A reasoned consideration Old Hickory’s Native American policy, from the man who probably knows more about Andrew Jackson than anyone alive today.
Although Jackson is well known for his war against the Five Civilized Tribes (“which did not end for some twenty-five years, until he had removed them from the ancestral homeland and sent them into a wilderness across the Mississippi River”), Remini (The Battle of New Orleans, 1999, etc.) points out that his reputation as an Indian fighter began decades earlier when he was growing up in South Carolina. He charts that course with a linear precision that would make any surveyor proud, from those first Natchez attacks until the Trail of Tears, all the while keeping Native American and settler perspectives at play.
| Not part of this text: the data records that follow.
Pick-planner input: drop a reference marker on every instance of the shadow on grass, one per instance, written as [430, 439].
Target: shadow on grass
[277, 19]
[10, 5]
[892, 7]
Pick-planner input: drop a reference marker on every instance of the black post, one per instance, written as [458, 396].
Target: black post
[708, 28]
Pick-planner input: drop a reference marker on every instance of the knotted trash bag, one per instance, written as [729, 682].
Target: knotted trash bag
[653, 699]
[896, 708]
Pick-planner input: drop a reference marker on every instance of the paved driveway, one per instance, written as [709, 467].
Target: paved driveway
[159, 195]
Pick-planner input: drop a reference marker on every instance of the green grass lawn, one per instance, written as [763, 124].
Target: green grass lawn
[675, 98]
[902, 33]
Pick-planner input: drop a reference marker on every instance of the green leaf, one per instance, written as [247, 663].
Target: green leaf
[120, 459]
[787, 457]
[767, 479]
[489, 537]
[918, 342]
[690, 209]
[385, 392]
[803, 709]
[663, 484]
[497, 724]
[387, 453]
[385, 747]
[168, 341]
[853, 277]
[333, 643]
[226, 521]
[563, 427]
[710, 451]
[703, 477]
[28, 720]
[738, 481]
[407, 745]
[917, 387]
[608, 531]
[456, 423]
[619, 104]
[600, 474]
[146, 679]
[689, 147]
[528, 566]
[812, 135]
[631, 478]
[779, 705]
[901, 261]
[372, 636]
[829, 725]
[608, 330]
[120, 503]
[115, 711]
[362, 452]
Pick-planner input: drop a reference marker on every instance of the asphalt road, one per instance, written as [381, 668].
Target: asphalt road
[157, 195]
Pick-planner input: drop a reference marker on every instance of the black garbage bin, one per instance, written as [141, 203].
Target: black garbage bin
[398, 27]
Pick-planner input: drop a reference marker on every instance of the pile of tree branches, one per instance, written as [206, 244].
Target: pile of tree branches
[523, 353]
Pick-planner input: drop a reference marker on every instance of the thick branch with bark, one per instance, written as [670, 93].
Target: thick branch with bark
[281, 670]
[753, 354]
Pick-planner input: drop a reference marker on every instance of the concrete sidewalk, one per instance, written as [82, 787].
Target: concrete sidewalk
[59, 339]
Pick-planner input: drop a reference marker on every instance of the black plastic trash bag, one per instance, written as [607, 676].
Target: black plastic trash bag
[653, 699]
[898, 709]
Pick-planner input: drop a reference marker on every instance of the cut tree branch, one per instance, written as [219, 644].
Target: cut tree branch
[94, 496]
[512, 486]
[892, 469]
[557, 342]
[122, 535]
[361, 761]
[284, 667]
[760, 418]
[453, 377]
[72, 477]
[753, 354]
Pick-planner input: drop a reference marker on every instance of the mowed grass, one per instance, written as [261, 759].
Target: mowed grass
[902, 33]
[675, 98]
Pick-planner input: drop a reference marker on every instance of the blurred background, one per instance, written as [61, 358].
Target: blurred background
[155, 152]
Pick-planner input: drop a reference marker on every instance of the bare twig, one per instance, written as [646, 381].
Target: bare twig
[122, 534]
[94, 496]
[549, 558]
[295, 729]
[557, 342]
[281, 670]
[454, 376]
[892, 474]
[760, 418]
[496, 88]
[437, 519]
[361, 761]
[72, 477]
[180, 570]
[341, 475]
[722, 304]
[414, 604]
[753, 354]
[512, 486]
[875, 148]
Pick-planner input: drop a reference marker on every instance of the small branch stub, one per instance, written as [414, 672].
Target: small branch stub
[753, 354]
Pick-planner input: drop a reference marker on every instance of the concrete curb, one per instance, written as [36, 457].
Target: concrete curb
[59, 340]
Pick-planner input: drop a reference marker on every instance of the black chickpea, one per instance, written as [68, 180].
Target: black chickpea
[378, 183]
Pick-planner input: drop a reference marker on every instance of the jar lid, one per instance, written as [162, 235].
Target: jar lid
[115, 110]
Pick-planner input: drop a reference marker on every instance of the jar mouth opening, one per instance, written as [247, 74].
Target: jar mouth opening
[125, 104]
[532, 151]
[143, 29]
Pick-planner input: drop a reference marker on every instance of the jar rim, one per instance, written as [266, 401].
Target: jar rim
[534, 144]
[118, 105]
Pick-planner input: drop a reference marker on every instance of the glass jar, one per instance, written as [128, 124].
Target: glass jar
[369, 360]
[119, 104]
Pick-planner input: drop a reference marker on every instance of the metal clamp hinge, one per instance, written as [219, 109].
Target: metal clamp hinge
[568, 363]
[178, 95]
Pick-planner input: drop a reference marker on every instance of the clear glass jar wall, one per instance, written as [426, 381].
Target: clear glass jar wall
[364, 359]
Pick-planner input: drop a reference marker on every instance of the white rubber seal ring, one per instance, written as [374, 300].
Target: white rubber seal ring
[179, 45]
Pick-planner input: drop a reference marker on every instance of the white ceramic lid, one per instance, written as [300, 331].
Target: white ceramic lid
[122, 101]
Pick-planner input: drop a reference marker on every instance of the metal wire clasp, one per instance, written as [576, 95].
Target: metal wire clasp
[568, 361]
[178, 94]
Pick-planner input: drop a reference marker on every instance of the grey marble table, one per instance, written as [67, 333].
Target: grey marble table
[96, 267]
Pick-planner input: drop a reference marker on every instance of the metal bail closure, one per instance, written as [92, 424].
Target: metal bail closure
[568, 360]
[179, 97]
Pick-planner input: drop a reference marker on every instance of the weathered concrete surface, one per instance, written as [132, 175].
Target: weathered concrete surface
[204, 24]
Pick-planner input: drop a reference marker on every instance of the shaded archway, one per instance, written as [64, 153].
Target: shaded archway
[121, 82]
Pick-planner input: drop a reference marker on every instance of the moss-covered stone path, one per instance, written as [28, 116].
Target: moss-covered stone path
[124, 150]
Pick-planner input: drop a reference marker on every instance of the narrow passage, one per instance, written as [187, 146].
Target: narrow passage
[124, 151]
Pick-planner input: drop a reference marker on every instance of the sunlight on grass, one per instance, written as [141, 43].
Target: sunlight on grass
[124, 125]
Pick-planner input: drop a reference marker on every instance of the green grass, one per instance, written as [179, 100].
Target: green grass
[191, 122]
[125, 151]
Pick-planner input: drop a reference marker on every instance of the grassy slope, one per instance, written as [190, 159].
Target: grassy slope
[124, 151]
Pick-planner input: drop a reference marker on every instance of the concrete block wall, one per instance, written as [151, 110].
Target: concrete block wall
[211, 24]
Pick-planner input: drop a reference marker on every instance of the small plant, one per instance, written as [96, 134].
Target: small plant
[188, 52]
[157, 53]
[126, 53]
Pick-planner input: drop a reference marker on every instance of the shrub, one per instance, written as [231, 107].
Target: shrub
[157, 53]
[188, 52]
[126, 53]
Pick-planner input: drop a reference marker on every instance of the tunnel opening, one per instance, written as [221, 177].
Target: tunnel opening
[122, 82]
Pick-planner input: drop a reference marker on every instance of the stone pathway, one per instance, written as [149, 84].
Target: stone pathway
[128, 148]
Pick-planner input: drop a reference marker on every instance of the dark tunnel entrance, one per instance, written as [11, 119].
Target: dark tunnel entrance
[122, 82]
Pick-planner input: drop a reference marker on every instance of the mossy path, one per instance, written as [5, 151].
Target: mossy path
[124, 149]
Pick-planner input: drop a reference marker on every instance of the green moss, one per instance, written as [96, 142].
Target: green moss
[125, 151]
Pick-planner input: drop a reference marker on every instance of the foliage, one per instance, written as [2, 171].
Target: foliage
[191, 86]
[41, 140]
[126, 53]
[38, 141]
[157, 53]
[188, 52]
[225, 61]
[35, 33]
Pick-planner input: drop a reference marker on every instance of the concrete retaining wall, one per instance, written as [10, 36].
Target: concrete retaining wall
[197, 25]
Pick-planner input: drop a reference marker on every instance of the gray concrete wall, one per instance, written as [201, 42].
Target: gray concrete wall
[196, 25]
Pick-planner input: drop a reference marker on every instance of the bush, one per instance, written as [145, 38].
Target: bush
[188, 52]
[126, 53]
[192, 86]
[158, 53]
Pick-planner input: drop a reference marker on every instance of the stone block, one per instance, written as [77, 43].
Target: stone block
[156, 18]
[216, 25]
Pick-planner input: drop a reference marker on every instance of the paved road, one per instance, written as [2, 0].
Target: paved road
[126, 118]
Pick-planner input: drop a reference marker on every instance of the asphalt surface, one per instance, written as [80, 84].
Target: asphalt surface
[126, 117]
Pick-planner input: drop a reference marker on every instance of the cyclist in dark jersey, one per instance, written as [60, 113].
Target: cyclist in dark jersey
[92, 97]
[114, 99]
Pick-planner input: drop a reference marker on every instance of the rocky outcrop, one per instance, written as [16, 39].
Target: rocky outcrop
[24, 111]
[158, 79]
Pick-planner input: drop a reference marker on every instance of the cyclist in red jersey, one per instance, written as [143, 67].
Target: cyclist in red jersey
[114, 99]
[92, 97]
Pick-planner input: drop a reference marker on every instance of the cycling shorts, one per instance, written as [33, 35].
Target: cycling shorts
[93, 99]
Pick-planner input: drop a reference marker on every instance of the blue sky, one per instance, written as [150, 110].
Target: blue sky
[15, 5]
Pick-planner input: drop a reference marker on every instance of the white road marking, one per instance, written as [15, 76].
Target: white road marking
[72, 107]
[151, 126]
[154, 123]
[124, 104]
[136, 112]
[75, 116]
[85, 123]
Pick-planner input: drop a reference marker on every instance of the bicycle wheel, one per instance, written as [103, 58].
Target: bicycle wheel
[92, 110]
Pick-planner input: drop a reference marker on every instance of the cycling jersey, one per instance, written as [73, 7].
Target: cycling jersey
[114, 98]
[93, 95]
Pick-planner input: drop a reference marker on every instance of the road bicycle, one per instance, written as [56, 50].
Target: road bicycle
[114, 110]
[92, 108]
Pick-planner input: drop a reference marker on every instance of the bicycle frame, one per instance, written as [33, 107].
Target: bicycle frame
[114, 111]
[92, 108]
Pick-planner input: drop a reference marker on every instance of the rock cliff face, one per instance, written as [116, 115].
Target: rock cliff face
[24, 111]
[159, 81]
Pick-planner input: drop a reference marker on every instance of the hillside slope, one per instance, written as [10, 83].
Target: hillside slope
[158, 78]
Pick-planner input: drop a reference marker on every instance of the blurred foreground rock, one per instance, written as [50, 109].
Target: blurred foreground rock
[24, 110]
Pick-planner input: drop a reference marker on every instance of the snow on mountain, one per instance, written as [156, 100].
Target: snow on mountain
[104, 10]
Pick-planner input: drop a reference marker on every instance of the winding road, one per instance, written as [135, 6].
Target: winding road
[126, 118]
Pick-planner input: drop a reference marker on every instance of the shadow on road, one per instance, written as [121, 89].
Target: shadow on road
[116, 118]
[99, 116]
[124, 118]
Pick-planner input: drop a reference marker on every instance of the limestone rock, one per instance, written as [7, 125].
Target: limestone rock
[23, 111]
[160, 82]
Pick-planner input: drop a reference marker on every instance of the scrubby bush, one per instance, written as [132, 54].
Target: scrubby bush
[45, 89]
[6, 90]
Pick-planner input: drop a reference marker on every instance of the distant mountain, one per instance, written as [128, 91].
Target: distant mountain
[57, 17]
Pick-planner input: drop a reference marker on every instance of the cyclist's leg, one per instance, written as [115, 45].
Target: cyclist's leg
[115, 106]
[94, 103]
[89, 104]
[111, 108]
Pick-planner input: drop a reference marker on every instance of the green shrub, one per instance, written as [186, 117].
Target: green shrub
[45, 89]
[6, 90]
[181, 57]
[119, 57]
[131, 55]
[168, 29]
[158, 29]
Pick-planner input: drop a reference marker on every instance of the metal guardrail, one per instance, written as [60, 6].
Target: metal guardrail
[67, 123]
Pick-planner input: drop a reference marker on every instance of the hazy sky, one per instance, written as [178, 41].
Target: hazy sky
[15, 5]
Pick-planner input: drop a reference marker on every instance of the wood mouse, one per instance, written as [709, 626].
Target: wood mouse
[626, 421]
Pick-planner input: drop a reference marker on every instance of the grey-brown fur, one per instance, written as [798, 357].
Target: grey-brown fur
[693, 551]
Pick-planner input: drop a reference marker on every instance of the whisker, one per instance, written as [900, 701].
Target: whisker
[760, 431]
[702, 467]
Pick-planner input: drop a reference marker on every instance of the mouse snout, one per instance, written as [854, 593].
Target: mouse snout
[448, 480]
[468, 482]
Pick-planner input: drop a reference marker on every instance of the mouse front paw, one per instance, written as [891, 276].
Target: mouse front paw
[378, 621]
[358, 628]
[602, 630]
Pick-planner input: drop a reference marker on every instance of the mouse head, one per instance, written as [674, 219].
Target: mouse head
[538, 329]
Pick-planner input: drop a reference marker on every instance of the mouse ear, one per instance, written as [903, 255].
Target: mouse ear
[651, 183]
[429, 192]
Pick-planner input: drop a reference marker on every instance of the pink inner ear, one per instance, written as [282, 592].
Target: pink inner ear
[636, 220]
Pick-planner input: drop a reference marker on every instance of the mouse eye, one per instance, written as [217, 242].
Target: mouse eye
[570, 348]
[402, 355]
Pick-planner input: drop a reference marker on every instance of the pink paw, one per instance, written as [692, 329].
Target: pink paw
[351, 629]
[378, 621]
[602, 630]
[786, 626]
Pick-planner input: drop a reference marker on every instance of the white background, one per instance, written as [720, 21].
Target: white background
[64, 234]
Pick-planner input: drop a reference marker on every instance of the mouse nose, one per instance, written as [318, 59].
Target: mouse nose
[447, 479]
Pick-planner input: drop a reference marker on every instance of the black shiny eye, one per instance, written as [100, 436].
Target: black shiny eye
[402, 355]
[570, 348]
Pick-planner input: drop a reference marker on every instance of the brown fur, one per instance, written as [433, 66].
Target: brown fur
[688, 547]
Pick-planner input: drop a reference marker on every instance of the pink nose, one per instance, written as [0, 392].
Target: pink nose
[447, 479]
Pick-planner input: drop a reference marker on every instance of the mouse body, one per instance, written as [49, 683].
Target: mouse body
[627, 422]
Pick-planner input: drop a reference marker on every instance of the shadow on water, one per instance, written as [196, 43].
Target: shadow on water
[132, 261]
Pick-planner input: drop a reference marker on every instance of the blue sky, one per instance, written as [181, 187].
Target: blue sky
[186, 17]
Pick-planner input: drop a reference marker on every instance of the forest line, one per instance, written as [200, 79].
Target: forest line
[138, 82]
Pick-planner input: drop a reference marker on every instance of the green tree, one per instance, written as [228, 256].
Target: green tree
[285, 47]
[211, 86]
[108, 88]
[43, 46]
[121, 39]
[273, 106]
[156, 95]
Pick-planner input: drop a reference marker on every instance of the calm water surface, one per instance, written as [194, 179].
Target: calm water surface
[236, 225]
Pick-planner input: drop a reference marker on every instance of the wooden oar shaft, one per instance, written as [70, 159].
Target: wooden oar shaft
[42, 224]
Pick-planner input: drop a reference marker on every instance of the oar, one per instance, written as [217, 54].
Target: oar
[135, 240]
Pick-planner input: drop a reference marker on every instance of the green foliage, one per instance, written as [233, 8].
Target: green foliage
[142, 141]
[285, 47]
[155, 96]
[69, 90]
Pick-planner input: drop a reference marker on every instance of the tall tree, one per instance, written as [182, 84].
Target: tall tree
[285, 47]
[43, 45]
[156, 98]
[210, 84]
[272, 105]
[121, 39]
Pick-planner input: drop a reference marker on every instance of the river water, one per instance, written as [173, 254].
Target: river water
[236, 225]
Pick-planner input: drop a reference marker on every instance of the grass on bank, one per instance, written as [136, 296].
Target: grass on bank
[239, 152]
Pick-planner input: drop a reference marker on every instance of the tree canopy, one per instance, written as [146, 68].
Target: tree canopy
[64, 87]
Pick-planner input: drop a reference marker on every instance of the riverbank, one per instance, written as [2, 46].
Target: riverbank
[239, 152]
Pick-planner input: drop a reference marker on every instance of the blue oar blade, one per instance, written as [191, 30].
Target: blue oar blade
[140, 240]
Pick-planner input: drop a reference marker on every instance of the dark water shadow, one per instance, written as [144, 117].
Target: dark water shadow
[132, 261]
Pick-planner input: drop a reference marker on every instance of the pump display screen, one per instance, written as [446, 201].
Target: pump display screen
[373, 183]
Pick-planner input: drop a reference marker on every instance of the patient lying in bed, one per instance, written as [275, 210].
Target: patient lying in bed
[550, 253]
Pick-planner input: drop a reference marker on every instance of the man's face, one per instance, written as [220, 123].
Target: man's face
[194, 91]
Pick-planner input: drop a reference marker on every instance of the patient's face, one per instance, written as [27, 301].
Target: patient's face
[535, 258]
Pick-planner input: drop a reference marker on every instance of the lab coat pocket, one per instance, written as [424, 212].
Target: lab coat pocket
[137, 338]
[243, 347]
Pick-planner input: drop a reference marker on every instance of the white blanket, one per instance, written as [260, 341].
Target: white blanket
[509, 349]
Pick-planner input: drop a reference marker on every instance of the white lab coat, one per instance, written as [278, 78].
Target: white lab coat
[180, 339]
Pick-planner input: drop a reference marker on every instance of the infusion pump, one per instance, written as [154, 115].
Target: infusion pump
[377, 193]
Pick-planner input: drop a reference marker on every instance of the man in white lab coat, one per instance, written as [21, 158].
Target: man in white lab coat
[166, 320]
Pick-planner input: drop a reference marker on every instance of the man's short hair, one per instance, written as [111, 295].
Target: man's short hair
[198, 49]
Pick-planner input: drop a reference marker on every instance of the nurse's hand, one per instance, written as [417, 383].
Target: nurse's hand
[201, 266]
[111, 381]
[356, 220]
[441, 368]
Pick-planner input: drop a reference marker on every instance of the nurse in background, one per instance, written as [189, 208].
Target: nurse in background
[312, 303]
The author eloquently distills Jackson’s life and times while stirring in Native American political and military history—but he makes it painfully clear that “to Jackson, killing Indians and driving them further south and west was a necessary function of life in the wilderness.” His was a scourge-and-banish approach (“as early as 1809, if not earlier, he began discussing the possibility of Indian removal”), and he pursued it with messianic zeal, for “vengeance and atonement.” And though Jackson could be accommodating to tractable natives, to most of them he was a bully and a briber—a violent opportunist who dismissed native customs and fully shared the settlers’ “racism, their decades-old fear and mistrust of Native Americans, and their insatiable desire for the land they occupied.” All the native tribes, from Apalachicola to Wyandot, felt Jackson’s sting: “Only about 9,000 Native Americans were without treaty stipulations requiring their removal when Jackson departed Washington.”
A sharp and haunting portrait of a brilliant statesman’s darker side.